The small, individually wrapped candies (12 calories per pop)taste less like the super-sweet Life Savers of childhood and more like tart, concentrated blasts of reduced fruit juices.
“We tried to mix in some herbs in order to be similar to some current jams,” Burke says. “But it just didn’t translate in hard candy. We found that it would be too ‘left field.’ It wouldn’t appeal to most people.”
Because Burke and Slatkin are designers, not flavor chemists, they focused a lot of attention on packaging. They wanted to create an experience for hard candy lovers that would, in a small way, mimic the luxury environments that Burke and Slatkin used to design for the wealthy. The candies are available in two-ounce tins ($3.99 to $4.99, whether retail or online) that look simultaneously elegant, old-fashioned and contemporary — like French candy tins or designer snuff boxes for a generation hooked on sugar, not tobacco.
The candies are individually wrapped to avoid the main thing that Slatkin dislikes about those mints you can buy in small containers at the local CVS: Anyone can paw through them, germy fingers and all.
If all of this sounds too obsessive by half, Slatkin says it’s for a reason.
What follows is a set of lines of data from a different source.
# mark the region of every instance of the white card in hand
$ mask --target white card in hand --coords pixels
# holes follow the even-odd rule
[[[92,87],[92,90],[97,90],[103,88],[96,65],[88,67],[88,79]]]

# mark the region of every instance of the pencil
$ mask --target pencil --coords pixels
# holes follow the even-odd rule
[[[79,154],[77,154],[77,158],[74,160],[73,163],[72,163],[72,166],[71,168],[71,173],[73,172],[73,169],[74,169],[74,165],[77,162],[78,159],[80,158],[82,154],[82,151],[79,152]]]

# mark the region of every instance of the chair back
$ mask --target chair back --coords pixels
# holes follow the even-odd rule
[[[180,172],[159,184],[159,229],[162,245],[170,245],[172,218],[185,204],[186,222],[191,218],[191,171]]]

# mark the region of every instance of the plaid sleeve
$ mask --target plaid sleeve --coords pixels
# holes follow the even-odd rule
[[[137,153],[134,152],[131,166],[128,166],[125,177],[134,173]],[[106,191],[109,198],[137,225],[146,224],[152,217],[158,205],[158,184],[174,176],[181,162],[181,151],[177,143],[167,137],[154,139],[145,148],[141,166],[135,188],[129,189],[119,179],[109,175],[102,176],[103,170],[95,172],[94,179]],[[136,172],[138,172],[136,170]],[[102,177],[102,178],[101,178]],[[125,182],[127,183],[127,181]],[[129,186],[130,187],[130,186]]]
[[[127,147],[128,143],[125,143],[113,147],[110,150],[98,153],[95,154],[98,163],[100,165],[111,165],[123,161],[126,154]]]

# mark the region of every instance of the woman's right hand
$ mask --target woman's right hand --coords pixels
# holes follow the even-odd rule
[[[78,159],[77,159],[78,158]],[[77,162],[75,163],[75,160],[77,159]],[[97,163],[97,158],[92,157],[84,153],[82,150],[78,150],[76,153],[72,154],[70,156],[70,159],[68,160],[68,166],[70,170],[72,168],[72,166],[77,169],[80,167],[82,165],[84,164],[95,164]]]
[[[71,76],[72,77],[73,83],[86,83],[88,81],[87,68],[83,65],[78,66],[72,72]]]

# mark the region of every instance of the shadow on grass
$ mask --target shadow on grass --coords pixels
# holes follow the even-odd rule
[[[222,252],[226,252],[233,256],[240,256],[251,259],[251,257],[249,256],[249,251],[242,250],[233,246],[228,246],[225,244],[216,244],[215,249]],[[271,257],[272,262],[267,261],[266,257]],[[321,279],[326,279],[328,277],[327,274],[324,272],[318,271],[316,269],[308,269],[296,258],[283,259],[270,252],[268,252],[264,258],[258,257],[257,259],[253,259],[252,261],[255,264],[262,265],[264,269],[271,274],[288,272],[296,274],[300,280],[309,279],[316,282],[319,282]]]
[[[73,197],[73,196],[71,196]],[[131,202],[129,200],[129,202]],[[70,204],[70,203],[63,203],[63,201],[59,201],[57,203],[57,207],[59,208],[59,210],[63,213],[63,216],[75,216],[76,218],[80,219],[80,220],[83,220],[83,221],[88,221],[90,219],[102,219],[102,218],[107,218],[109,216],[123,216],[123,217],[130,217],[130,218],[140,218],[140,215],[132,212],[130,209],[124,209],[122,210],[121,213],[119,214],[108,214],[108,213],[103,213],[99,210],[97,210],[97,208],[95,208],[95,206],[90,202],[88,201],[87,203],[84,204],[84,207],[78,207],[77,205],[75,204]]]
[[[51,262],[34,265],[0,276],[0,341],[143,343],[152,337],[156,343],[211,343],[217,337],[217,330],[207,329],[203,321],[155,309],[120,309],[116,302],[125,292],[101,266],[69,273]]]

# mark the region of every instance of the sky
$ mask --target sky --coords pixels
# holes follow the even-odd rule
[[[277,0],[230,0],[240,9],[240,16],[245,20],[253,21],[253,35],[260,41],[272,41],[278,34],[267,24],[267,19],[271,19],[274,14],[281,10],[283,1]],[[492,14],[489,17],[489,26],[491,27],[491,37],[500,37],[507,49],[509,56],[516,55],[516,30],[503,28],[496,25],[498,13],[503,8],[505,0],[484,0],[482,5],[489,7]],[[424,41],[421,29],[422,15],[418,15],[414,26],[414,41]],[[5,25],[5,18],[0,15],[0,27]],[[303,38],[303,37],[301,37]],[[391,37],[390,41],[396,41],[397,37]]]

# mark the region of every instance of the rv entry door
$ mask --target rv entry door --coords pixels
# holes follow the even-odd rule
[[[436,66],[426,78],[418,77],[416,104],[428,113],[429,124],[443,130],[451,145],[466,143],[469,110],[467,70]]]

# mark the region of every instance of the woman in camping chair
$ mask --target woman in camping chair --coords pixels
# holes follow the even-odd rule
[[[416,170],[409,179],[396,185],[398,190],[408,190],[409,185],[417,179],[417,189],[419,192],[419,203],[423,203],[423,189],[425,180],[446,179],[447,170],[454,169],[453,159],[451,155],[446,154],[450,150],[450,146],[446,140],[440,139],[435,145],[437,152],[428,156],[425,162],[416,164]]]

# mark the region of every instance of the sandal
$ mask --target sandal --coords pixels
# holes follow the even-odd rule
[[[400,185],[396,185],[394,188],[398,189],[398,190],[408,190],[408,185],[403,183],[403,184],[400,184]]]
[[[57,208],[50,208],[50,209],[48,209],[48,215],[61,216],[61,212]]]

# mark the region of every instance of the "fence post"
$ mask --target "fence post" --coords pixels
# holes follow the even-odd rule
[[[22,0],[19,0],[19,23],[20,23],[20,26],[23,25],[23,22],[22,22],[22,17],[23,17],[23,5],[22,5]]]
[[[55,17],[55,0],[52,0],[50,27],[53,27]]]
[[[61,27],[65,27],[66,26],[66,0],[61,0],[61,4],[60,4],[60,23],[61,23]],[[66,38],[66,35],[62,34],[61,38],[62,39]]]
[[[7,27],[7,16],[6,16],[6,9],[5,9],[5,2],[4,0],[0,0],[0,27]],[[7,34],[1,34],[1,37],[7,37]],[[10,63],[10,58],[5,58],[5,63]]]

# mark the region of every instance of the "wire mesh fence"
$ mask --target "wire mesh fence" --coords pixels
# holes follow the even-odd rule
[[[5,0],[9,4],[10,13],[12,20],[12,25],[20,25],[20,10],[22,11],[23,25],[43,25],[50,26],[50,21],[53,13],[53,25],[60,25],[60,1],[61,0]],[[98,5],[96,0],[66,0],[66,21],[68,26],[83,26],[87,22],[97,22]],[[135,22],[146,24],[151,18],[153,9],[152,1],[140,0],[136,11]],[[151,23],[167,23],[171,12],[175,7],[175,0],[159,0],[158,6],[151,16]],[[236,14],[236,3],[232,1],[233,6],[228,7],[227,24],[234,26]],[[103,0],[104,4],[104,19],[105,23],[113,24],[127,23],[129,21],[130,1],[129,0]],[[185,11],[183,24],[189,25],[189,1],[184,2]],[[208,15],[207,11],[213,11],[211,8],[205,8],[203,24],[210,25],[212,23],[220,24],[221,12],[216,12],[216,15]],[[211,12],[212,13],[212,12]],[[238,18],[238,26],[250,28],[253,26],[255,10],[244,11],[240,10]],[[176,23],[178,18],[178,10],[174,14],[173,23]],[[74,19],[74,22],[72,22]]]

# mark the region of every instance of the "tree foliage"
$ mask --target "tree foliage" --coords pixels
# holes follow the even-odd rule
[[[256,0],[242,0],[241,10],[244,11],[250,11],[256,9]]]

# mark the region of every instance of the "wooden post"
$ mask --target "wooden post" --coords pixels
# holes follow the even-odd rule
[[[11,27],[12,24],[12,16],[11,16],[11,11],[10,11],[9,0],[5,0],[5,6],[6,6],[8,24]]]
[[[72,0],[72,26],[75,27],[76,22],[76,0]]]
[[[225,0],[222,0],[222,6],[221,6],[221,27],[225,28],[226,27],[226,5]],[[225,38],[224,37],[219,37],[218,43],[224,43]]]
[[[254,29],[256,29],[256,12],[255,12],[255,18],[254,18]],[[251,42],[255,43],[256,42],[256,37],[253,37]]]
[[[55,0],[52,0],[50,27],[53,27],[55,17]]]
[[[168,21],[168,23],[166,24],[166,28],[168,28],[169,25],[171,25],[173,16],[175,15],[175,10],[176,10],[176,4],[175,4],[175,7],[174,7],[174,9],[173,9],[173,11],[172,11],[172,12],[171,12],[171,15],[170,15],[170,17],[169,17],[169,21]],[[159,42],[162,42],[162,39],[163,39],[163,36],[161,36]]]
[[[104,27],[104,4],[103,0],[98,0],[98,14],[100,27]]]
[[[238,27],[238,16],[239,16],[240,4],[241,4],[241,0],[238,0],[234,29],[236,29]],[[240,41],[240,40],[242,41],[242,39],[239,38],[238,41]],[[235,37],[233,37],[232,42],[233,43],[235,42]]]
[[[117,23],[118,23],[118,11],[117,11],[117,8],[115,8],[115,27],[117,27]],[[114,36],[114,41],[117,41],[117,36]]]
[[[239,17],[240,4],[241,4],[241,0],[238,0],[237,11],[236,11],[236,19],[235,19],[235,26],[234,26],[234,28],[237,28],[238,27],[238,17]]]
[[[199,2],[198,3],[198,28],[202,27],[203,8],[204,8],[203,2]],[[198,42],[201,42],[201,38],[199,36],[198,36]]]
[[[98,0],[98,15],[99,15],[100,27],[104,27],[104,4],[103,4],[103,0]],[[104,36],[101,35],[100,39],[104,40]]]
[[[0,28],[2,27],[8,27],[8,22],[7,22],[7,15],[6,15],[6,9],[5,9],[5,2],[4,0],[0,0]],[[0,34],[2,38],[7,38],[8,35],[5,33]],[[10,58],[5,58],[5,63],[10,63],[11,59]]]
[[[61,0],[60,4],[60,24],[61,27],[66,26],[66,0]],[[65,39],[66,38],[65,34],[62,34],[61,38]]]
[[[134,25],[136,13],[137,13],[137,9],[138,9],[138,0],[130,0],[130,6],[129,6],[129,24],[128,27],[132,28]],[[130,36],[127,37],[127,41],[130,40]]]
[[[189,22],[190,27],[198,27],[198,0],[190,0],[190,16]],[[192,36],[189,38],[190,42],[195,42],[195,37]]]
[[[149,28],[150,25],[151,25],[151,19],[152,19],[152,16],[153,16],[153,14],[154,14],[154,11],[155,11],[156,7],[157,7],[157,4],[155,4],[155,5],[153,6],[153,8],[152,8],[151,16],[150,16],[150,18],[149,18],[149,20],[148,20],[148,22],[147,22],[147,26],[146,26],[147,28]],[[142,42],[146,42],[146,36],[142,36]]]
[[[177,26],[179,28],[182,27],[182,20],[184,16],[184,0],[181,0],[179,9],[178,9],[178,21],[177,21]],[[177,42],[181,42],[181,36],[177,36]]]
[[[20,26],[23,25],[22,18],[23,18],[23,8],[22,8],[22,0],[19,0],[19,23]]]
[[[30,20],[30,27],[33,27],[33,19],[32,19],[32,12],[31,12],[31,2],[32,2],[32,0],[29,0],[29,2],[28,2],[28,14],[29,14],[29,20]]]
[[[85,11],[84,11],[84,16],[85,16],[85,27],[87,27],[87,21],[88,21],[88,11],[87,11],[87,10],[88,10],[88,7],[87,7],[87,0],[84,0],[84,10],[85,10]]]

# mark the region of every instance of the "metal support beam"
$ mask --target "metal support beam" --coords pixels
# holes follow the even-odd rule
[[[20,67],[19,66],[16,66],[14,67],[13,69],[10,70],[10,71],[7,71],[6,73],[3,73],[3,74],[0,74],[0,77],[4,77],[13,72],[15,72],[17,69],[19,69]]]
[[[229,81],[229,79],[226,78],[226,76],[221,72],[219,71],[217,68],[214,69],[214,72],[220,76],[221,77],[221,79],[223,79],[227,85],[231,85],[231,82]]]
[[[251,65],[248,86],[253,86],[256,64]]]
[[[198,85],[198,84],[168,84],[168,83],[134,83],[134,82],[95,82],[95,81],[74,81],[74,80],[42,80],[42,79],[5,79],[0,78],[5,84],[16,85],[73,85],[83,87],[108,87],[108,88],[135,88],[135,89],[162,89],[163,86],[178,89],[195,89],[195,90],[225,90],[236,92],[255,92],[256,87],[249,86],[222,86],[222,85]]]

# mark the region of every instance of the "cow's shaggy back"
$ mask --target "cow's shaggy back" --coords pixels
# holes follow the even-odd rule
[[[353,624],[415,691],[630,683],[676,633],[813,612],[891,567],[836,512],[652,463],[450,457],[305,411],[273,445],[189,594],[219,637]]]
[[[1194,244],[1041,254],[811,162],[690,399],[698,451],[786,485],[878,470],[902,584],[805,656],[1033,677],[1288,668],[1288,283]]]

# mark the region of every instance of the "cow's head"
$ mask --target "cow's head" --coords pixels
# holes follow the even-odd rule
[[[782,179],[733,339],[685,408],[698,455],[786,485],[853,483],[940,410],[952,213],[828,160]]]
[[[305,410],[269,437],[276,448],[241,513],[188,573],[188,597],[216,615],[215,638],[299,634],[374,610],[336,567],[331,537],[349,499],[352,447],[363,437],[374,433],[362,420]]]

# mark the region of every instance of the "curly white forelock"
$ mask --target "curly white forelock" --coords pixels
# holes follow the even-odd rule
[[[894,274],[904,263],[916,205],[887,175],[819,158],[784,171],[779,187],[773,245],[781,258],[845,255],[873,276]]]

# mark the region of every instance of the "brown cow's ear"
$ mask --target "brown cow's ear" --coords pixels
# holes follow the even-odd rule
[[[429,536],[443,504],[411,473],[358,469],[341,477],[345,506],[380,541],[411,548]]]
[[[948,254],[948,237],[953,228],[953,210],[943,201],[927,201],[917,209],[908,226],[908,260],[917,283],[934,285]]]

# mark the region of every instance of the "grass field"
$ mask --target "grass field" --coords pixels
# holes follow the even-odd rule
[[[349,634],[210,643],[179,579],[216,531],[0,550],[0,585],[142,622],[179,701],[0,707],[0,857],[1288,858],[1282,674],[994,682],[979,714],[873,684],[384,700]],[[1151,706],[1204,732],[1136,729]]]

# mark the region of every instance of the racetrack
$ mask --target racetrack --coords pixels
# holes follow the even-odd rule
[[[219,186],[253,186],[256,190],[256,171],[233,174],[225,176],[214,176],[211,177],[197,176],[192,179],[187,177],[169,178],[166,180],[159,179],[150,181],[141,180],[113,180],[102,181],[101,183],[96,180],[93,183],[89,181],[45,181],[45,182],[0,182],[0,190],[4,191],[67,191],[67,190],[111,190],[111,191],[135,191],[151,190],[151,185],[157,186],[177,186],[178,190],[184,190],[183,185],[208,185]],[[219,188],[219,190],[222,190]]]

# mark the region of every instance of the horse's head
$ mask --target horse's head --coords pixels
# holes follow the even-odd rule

With approximately 180,000 products expected to be showcased at next week’s Fancy Food Show, it’s not enough to have a flavorful or colorful product. Distributors and specialty stores want to know that business structures are in place to produce and deliver the goods when called upon. Middlemen can sniff out disorganization like milk that’s past its expiration date.
Slatkin’s and Burke’s attention to detail has apparently paid off. They have lined up distributors that will get their products into stores nationwide. The candies are already available in all Peet’s Coffee & Tea outlets and Balducci’s stores; they are also available locally at Rodman’s.
A natural question arises here as Torie & Howard hard candies begin to trickle into the market: With obesity and diabetes on the rise, isn’t all this tempting designer candy a potentially troublesome development?
“Sweets are one of the joys of life. I can’t imagine a day without sweets,” says the man who lost 100 pounds. “The key is to do it in moderation.”